Although the chancellor announced that some local authorities would be able to retain their business rates to decide their use, and that there would be reliefs in the new Investment Zones, Webber brands these measures as irrelevant. “Business rates retentions are often a hospital pass — the local authorities are given more authority to spend funds raised — but the amount of money raised never fills the gap between what is raised and what is needed. Sometimes retention can be a real negative to the local authority, with the impact of appeals and the risk of losses.”

Webber also points out that the chancellor said nothing about freezing the multiplier next year. Although the chancellor is predicting inflation to be 2.9% by the end of the year, business rates rises are decided on CPI levels at the end of September. These are still likely to be around 5%. That means retail and hospitality businesses will most likely be seeing a 5% rise in their rates bills in April 2024.

In addition, none of the following matters, for which Colliers had been campaigning, have come to fruition:

  • Reduce the multiplier (the UBR used to calculate rate bills) to around 34p in the £
  • Extend retail reliefs post 2024
  • Reform of the sticking plaster reliefs system and remove business rates deserts
  • Extend empty property rates relief to 12 months and to other sectors
  • Introduce annual revaluations
  • Review plant and machinery
  • Improve transparency from the VOA
  • Reform unfriendly and ill-equipped appeal system
  • Address rogue rating advisors by regulating the ratingsindustry

“The chancellor spoke of creating a tax regime pro-business, that would be the envy of Europe,” says Webber. “Yet the failure to reduce the multiplier fundamentally means business rates for retail and other sectors will rise from 2024 with inflation. This is the first time a new list will start with a multiplier over 50p. Nowhere else in Europe do businesses pay half the rental of their premises in property taxes, and at current levels this is unsustainable and deters new investment in businesses, despite the chancellor’s claims.

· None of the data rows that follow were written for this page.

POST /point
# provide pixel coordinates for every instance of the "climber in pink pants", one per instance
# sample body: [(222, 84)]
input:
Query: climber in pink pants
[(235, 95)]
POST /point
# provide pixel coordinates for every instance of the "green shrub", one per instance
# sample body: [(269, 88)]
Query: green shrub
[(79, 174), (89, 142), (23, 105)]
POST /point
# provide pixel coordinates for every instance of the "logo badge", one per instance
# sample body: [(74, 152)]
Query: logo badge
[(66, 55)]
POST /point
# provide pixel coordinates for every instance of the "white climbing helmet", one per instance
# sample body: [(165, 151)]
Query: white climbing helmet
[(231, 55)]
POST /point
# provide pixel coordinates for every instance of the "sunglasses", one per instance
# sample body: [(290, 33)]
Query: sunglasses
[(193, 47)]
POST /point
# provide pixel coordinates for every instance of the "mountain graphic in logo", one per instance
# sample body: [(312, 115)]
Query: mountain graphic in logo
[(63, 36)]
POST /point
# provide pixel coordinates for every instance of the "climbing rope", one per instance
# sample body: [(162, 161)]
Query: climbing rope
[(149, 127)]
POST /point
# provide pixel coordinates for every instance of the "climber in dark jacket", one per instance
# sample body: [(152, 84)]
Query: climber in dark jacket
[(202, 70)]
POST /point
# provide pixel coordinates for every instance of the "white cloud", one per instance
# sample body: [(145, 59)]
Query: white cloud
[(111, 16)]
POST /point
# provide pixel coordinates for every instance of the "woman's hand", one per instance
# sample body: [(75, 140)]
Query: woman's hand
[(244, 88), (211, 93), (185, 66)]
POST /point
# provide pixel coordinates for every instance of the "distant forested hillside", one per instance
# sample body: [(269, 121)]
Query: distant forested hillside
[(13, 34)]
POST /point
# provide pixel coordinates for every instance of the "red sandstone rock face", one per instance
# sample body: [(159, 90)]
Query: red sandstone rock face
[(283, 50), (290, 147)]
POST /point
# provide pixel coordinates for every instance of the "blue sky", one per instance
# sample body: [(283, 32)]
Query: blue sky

“This is a damning indictment for the conservative government, who have failed their manifesto promise to reduce this tax.”

“This year’s list will show a general 7.1% increase in rateable value. And this is just the start. According to the OBR report, the government is forecasting that income from business rates will rise to nearly £36bn by 2027/28 (from £28.5 billion in 2022/23), which appears contrary to the Conservatives’ manifesto pledge: ‘To cut the burden of tax on business by reducing business rates.’ The retail and hospitality sectors are still in line to make a major contribution to that increase.

“And now we have three-yearly revaluations, the next list will begin in 2026, which means an AVD (valuation date)  of 1st April, 2024. This means businesses, such as in the retail and hospitality sectors, will only have 12 months of respite on the current list, before preparing for bills to start rising again.”

Webber adds: “That’s why we needed the government to take the bull by the horns. What we still need is a well-managed, and transparent, business rates system, that encourages rather than punishes businesses. The lack of decisive action is desperately disappointing and will have wider implications for the overall property markets and retail and hospitality sectors.”